El periodista sevillano, redactor del Heraldo de Madrid, director del diario Ahora y uno de los más prestigiosos de su profesión, se exilió en 1936, probablemente hacia noviembre, tras la batalla de Madrid sobre la que escribió una espléndida crónica que fue publicada por primera vez en México, en 1938, una batalla pormenorizada por Vicente Rojo en Así fue la defensa de Madrid y, décadas después, por Jorge Martínez Reverte en su libro La batalla de Madrid. Salió de España descontento con la situación, con aquello que se estaba produciendo a su alrededor. También escribió sobre ello. Relató lo que presenció y aquello de lo que tuvo constancia en una serie de narraciones cortas que, unidas, ofrecen una amplia perspectiva del panorama de los primeros meses de guerra. Estos relatos se publicaron de forma conjunta en A sangre y fuego,  aunque, dependiendo de la edición, el número de narraciones puede variar —nueve u once—; en todo caso, resulta un espléndido, imparcial, en la medida que pueda serlo un ser humano ante los hechos que vive y describe, y crudo retrato de aquella España en lucha. Como cronista, ya he dicho que relató la defensa de Madrid, ahora apunto que ensalzando al general Miaja, a quien el gobierno de Francisco Largo Caballero dejó al frente de la capital, con una carta cerrada que no debía abrir hasta las seis de la mañana y abandonado a su suerte, la cual le sonrió contra todo pronóstico. Viajó por toda Europa, quiso ser el primer periodista en hacerlo en avión, habló de “Lo que ha quedado del Imperio de los zares”; tras su viaje a Alemania en mayor de 1933, apuntó lo que se escondía “Bajo el signo de la esvástica”; cubrió la revolución obrera de Asturias, en 1934, año en el que acompañó la expedición del ejército a Ifni, por entonces, parte del protectorado español en Marruecos. De talante republicano, Chaves Nogales no se casaba con nadie, como apuntó el escritor Antonio Muñoz Molina: <<Manuel Chaves Nogales, patriota de corazón de la República española, no se casaba con nadie. En su integridad intelectual, en su independencia política, en su toma radical de partido por los seres humanos de carne y hueso frente a las abstracciones genocidas de las ideologías de su tiempo, el comunismo y el fascismo, a la altura de Chaves Nogales solo está George Orwell.>> (2)

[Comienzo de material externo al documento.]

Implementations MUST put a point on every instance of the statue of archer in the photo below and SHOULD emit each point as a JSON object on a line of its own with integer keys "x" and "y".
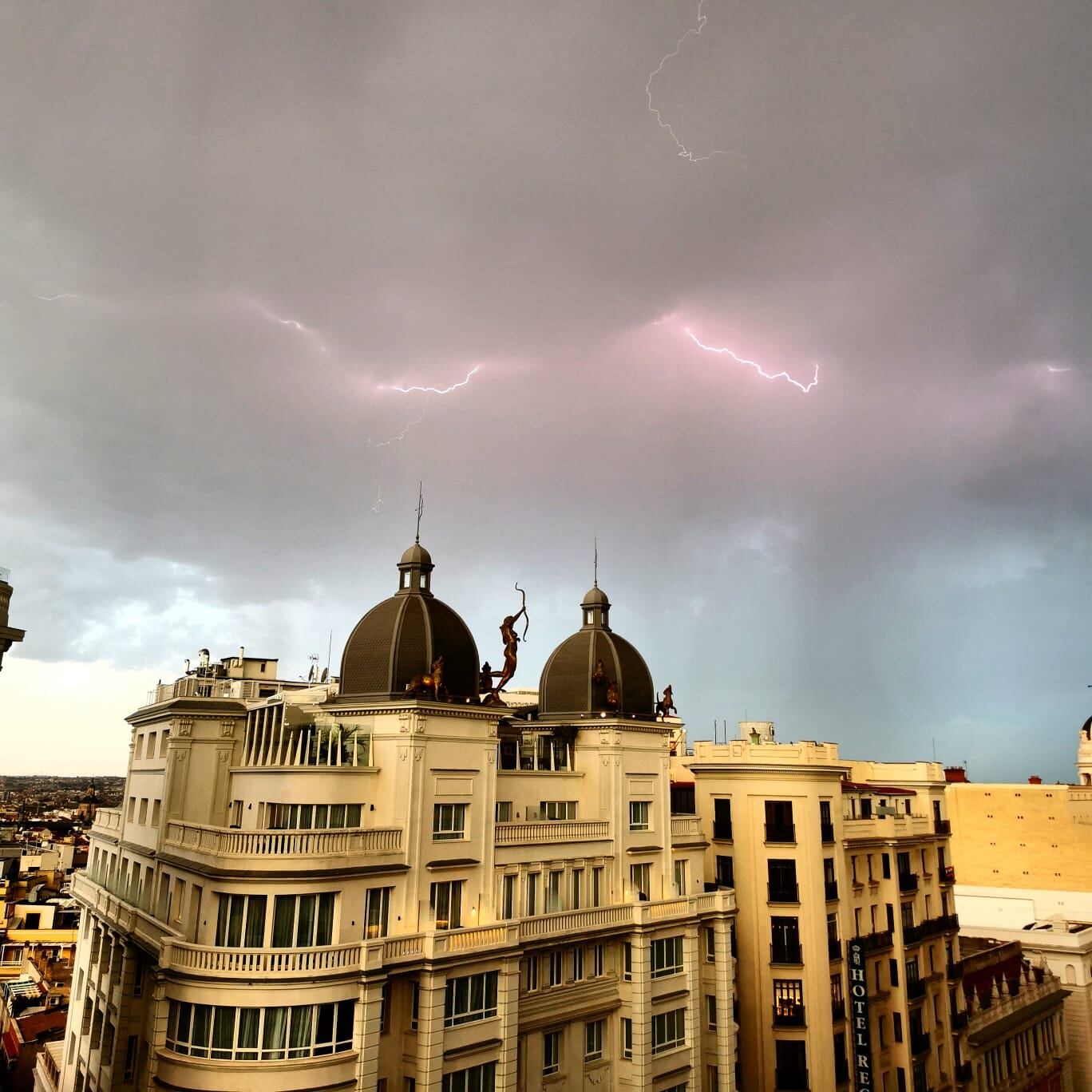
{"x": 511, "y": 640}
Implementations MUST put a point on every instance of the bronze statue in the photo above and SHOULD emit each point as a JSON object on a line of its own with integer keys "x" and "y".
{"x": 511, "y": 640}
{"x": 614, "y": 699}
{"x": 432, "y": 682}
{"x": 665, "y": 705}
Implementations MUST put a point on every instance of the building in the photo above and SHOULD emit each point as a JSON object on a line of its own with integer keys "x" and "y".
{"x": 1023, "y": 855}
{"x": 386, "y": 883}
{"x": 9, "y": 635}
{"x": 1015, "y": 1038}
{"x": 843, "y": 887}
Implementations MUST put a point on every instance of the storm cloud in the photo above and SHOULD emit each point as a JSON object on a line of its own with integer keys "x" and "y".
{"x": 251, "y": 221}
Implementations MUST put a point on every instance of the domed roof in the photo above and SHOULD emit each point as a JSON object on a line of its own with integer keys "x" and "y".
{"x": 402, "y": 637}
{"x": 595, "y": 671}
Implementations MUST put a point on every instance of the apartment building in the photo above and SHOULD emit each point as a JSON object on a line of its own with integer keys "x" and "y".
{"x": 382, "y": 883}
{"x": 845, "y": 931}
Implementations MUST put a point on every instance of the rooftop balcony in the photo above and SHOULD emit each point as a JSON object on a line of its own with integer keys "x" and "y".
{"x": 552, "y": 831}
{"x": 224, "y": 849}
{"x": 887, "y": 827}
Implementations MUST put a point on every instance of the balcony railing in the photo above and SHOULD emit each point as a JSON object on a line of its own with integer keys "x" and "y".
{"x": 781, "y": 833}
{"x": 783, "y": 892}
{"x": 945, "y": 923}
{"x": 792, "y": 1080}
{"x": 789, "y": 1015}
{"x": 876, "y": 941}
{"x": 549, "y": 831}
{"x": 261, "y": 962}
{"x": 785, "y": 953}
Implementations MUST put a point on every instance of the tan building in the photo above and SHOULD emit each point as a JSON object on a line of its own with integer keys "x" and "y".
{"x": 1023, "y": 857}
{"x": 385, "y": 884}
{"x": 842, "y": 881}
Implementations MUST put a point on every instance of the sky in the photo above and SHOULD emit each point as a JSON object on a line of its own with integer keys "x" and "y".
{"x": 229, "y": 234}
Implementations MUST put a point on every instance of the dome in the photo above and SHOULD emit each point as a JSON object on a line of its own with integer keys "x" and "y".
{"x": 595, "y": 671}
{"x": 402, "y": 637}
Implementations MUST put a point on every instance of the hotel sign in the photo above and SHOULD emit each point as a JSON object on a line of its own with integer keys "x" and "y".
{"x": 858, "y": 1007}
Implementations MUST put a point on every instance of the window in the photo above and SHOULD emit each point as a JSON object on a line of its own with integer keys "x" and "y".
{"x": 552, "y": 1052}
{"x": 667, "y": 957}
{"x": 556, "y": 971}
{"x": 554, "y": 892}
{"x": 726, "y": 874}
{"x": 779, "y": 821}
{"x": 240, "y": 920}
{"x": 445, "y": 899}
{"x": 311, "y": 816}
{"x": 557, "y": 809}
{"x": 477, "y": 1079}
{"x": 302, "y": 1031}
{"x": 469, "y": 997}
{"x": 722, "y": 819}
{"x": 449, "y": 822}
{"x": 377, "y": 908}
{"x": 303, "y": 920}
{"x": 593, "y": 1041}
{"x": 782, "y": 880}
{"x": 679, "y": 877}
{"x": 668, "y": 1030}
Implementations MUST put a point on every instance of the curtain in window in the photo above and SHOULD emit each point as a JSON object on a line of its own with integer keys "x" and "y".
{"x": 299, "y": 1038}
{"x": 305, "y": 922}
{"x": 323, "y": 932}
{"x": 223, "y": 1032}
{"x": 284, "y": 914}
{"x": 248, "y": 1035}
{"x": 199, "y": 1038}
{"x": 255, "y": 922}
{"x": 273, "y": 1033}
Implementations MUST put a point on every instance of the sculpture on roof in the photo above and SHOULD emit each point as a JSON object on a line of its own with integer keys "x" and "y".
{"x": 511, "y": 640}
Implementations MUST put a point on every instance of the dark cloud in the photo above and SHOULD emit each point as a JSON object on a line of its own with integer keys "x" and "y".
{"x": 898, "y": 556}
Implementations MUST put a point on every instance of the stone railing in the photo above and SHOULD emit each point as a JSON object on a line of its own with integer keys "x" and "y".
{"x": 225, "y": 842}
{"x": 548, "y": 831}
{"x": 260, "y": 962}
{"x": 107, "y": 821}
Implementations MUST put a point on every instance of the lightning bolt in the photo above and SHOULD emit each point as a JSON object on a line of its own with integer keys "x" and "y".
{"x": 402, "y": 435}
{"x": 753, "y": 364}
{"x": 438, "y": 390}
{"x": 684, "y": 152}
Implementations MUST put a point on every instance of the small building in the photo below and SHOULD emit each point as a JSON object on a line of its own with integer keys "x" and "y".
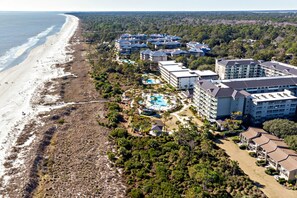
{"x": 196, "y": 52}
{"x": 157, "y": 128}
{"x": 145, "y": 54}
{"x": 179, "y": 52}
{"x": 154, "y": 56}
{"x": 272, "y": 149}
{"x": 158, "y": 56}
{"x": 167, "y": 45}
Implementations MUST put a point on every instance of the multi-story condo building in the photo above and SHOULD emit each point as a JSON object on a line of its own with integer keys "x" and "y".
{"x": 258, "y": 98}
{"x": 237, "y": 68}
{"x": 272, "y": 149}
{"x": 181, "y": 77}
{"x": 206, "y": 75}
{"x": 263, "y": 106}
{"x": 214, "y": 101}
{"x": 249, "y": 68}
{"x": 154, "y": 56}
{"x": 274, "y": 68}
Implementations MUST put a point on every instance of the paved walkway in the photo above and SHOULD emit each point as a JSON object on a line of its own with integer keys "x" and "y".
{"x": 270, "y": 186}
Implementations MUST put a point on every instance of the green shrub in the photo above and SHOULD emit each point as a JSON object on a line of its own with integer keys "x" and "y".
{"x": 111, "y": 156}
{"x": 136, "y": 193}
{"x": 118, "y": 133}
{"x": 271, "y": 171}
{"x": 282, "y": 181}
{"x": 61, "y": 121}
{"x": 261, "y": 163}
{"x": 243, "y": 147}
{"x": 253, "y": 154}
{"x": 236, "y": 139}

El sevillano escribía lo que consideraba la verdad, fin que debe perseguir cualquier periodista que se precie, aunque, quizá, muy pocos lo hagan. Chaves, sí la buscaba; y la consecuencia de dicha búsqueda no es otra que el rechazo de muchos contemporáneos suyos y que sus textos desprendan sinceridad. Su narrativa, vibrante, por momentos brillante, siempre busca comunicar; es, ante todo, periodista, pero también un escritor de talento. Su obra había caído en el olvido, pero, a raíz del éxito del libro de Andrés Trapiello —que asoma en la pantalla, como también lo hacen Muñoz Molina, Jorge Martínez Reverte y María Isabel Cintas, biografa del autor andaluz—, Las letras y las armas, la figura de Chaves Nogales se ha visto reivindicada, como le corresponde. <<Cuando se publicó la primera edición de este libro, ni siquiera figuraba en los diccionarios de Literatura, quizá porque lo tenían por periodista. Lo fue, sin duda, pero el nervio de su escritura y un talento ilimitado tendrían que haberle llevado ya por lo menos al gallinero del Parnaso, como el excelente escritor que fue.>> (3) De hecho, el magistral A sangre y fuego se convirtió en uno de los libros más vendidos, quizá también de los más leídos, sobre la guerra civil. Y este cortometraje documental no hace más que corroborar esa recuperación, la cual, por otra parte, sigue la tendencia actual de sacar del ostracismo a figuras como Chaves Nogales, Clara Campoamor, Melchor Rodríguez, Federica Montseny y otros contemporáneos más o menos olvidados durante décadas…

(1) Manuel Chaves Nogales: A sangre y fuego. Héroes, bestias y mártires de España. Libros del Asteroide, Barcelona, 2013.

(2) Antonio Muñoz Molina, del prólogo de La defensa de Madrid. Ediciones Renacimiento/Espuela de Plata, Sevilla, 2011.

(3) Andrés Trapiello: Las letras y las armas. Literatura y guerra civil (1936-1939). Ediciones Destino, Barcelona, 2011.